Hurdle models are described in the examples section of the Stan manual (version 2.17.0, p. 199) with this code:

if (y[n] == 0)
1 ~ bernoulli(theta);
else {
0 ~ bernoulli(theta);
y[n] ~ poisson(lambda) T[1, ];
}


Yet, putting integers (such as 0 and 1) on the left-hand side of a sampling statement is not shown earlier in the manual. What does this mean? The description says:

“The Bernoulli statements are just shorthand for adding log \theta and log(1 - \theta) to the log density.” I’m not sure how this follows from the syntax: It seems to me like it is saying “0 is distributed Bernoulli with a probability of theta.”
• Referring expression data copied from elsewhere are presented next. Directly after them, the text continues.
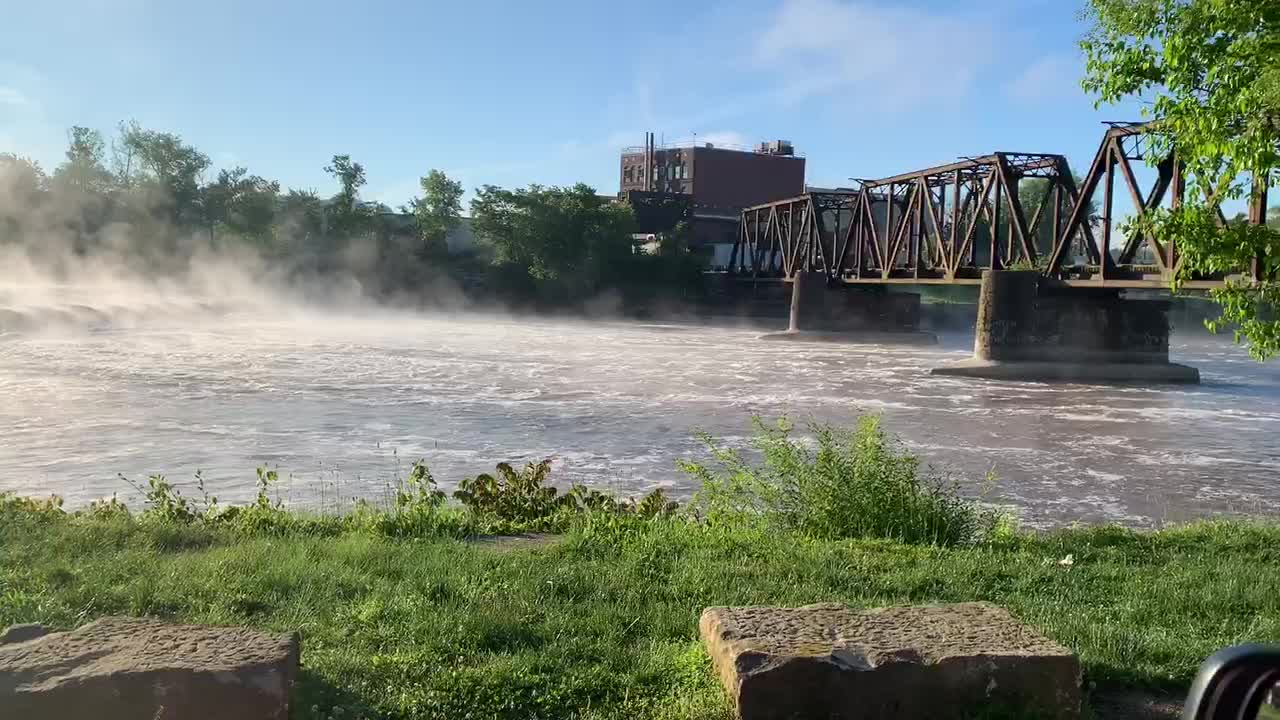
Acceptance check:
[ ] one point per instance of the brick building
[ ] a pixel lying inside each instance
(717, 181)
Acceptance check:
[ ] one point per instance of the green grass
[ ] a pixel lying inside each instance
(402, 616)
(603, 621)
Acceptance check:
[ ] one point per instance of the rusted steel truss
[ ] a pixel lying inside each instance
(951, 222)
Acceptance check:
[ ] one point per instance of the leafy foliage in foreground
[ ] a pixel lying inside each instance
(854, 483)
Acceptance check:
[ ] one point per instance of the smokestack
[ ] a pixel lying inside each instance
(648, 162)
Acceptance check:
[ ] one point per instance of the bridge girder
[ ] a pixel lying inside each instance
(950, 222)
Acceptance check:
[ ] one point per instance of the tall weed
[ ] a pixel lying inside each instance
(850, 483)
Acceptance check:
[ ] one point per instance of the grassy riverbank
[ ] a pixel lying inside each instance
(403, 615)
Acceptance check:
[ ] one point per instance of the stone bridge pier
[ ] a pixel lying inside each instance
(851, 314)
(1031, 331)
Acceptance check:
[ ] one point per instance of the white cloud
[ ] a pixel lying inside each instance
(1052, 76)
(887, 58)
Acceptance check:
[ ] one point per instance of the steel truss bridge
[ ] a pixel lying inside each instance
(946, 224)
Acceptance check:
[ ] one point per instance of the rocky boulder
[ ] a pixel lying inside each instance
(828, 661)
(138, 669)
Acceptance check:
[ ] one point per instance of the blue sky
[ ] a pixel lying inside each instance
(511, 92)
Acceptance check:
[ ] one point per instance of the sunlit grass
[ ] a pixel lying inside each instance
(602, 623)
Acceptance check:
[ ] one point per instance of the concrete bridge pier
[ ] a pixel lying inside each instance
(851, 314)
(1029, 331)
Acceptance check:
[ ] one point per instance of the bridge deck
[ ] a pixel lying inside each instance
(947, 223)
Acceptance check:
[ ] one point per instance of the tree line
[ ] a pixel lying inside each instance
(156, 199)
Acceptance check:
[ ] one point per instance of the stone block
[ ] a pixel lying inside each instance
(140, 669)
(832, 662)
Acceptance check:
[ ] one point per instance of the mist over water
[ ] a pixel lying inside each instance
(101, 377)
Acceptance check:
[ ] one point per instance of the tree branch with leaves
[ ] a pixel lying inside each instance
(1210, 74)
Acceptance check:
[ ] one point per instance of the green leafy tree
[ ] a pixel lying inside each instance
(565, 236)
(438, 212)
(300, 220)
(85, 169)
(241, 204)
(168, 172)
(1211, 72)
(347, 215)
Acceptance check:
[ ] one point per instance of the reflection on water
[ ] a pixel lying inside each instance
(348, 400)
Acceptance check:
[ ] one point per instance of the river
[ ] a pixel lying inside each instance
(342, 402)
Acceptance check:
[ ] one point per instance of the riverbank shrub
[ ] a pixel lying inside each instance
(846, 483)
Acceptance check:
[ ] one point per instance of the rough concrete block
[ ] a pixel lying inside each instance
(124, 668)
(831, 662)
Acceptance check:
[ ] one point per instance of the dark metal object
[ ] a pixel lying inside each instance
(1233, 683)
(905, 228)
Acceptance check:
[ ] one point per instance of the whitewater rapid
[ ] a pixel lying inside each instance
(342, 402)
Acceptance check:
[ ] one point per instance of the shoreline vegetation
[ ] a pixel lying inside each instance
(405, 614)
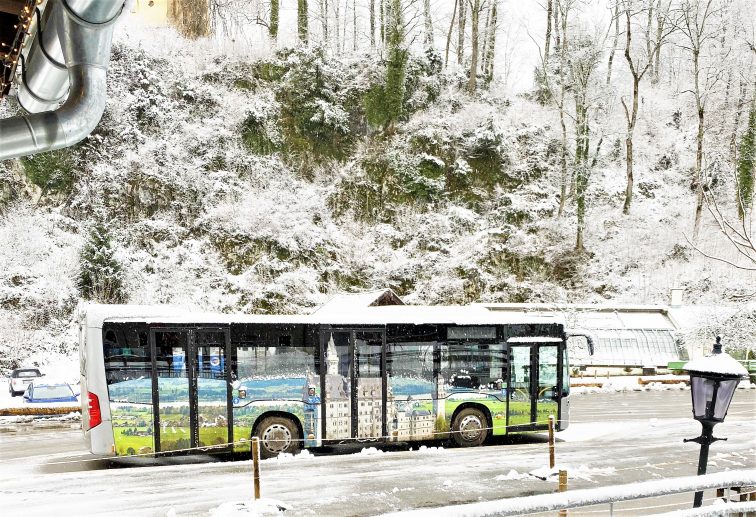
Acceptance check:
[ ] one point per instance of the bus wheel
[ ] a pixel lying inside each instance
(469, 428)
(277, 434)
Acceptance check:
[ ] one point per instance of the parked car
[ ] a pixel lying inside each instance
(43, 392)
(20, 379)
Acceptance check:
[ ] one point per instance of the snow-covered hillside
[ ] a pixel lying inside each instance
(259, 186)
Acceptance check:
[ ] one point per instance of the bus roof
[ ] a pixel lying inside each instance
(96, 314)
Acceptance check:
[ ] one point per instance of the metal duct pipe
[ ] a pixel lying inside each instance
(44, 80)
(85, 31)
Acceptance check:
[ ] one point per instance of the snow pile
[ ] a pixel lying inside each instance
(371, 451)
(260, 507)
(302, 455)
(512, 475)
(579, 472)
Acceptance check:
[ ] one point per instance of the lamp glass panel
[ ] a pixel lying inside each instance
(702, 391)
(724, 397)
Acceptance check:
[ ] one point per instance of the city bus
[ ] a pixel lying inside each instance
(159, 379)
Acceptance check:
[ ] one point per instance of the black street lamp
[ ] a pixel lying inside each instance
(713, 380)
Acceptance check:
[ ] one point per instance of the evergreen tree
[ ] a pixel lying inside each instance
(275, 14)
(302, 21)
(746, 164)
(101, 275)
(384, 103)
(396, 68)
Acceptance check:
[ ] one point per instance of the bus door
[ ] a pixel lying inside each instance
(353, 386)
(190, 388)
(533, 393)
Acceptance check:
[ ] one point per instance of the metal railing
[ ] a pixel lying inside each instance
(595, 496)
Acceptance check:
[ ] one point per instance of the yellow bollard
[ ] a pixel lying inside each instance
(552, 460)
(256, 465)
(562, 488)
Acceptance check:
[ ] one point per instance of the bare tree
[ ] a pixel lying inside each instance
(547, 44)
(697, 27)
(490, 53)
(302, 21)
(372, 23)
(275, 16)
(639, 66)
(615, 41)
(190, 17)
(428, 23)
(451, 29)
(476, 7)
(461, 22)
(739, 233)
(662, 14)
(584, 59)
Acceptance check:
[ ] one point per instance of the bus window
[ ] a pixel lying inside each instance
(410, 369)
(272, 365)
(128, 371)
(474, 365)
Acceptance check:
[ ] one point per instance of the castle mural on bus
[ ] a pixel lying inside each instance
(412, 411)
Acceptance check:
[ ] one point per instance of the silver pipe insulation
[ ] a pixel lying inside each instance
(84, 30)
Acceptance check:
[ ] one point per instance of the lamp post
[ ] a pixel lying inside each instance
(713, 380)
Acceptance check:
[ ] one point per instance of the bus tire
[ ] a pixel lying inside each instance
(278, 435)
(469, 428)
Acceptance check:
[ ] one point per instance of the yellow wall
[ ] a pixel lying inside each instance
(155, 14)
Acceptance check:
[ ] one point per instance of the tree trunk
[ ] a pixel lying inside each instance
(472, 82)
(614, 44)
(324, 20)
(491, 47)
(484, 47)
(448, 35)
(372, 23)
(275, 16)
(556, 26)
(561, 45)
(547, 45)
(337, 25)
(699, 174)
(461, 32)
(428, 24)
(660, 22)
(190, 17)
(649, 27)
(354, 25)
(631, 116)
(383, 22)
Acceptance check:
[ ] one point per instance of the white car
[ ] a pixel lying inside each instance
(20, 379)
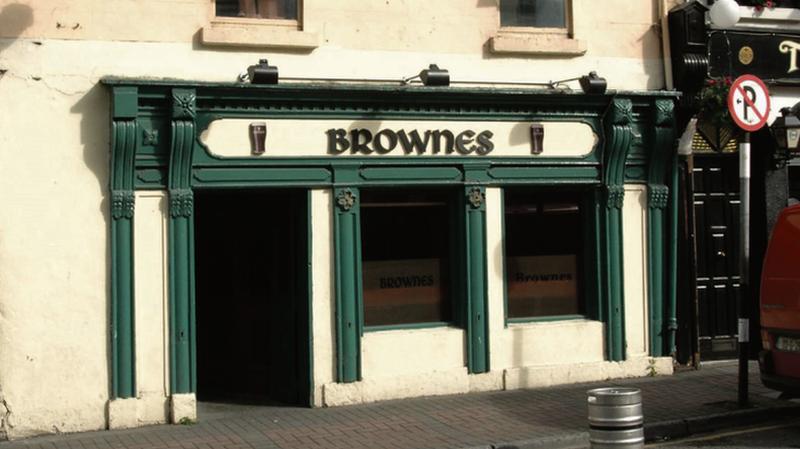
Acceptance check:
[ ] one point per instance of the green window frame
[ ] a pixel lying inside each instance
(586, 271)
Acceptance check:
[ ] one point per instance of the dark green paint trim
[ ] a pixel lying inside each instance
(547, 319)
(349, 307)
(546, 174)
(619, 135)
(172, 113)
(503, 258)
(183, 350)
(392, 327)
(125, 102)
(310, 295)
(246, 88)
(477, 295)
(261, 176)
(411, 174)
(663, 148)
(123, 354)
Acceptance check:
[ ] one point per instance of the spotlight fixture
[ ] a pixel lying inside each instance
(593, 84)
(262, 73)
(432, 76)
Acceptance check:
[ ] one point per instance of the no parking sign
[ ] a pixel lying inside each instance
(748, 101)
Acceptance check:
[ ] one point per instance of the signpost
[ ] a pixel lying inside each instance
(748, 103)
You’re falling into a conceptual trap that a lot of new Stan users encounter, myself included! The tilde does not really intend to express “is distributed as”, but instead is shorthand for “increment the log probability by the density of the distribution on the right hand side as evaluated at the value on the left-hand side”. There is an alternative syntax that arguably expresses the latter more clearly:

 target += bernoulli_lpmf(0|theta);
2 Likes

I slightly disagree. It is common to write generative models as

y ~ bernoulli(theta)


which is shorthand notation for

p(y|theta) = bernoulli(y|theta)


with this latter notation it’s more clear what happens when we condition on observed value y=1

p(y=1|theta) = bernoulli(y=1|theta).


This can read as probability of Bernoulli distributed y given theta
when y is observed to have value 1. Usually in Stan observed values
are given in the data block. Now Stan allows giving the observed value
on the left hand side of ~

1 ~ bernoulli(theta),


which could be read as probability of Bernoulli distributed anonymous
variable given theta when this anonymous variable is observed to have
value 1. Although Stan allows this format, it probably would be more
clear to write all these directly as

target += bernoulli_lpmf(1|theta);


which just happens to also go away from more abstract presentation by revealing implementation details of the inference in Stan.

2 Likes

Is there a tutorial that will help me understand this target += *_lpmf() notation better? The ~ notation has always made way more sense to me, but I feel like I’m missing out on some of the joys of Stan by not writing my models by incrementing the log probability. Something that is conceptual with a walk-through of how it works would be much appreciated. Section 5.2 of the manual gets me some of the ways there, but not all the way. I’m familiar with how += works (the same way as in Python, and I lament that R doesn’t have a similar base function), but I hate using stuff without fully understanding the conceptual things behind it.

I’m also unsure of the target() function—is there a place in the reference manual that goes into what it does? I learned Stan by taking a Bayes class that used BUGS and translating everything to Stan, so I’m used to doing things more closely to how BUGS would do it.

1 Like

which could be read as probability of Bernoulli distributed anonymous
variable given theta when this anonymous variable is observed to have
value 1

(emphasis mine)

Here’s what is stumps me about that: We have already, in the previous line, said to only run this if y[n] == 0, so to me it seems that the probability is always going to be zero, since the only observations are those that have the value 0?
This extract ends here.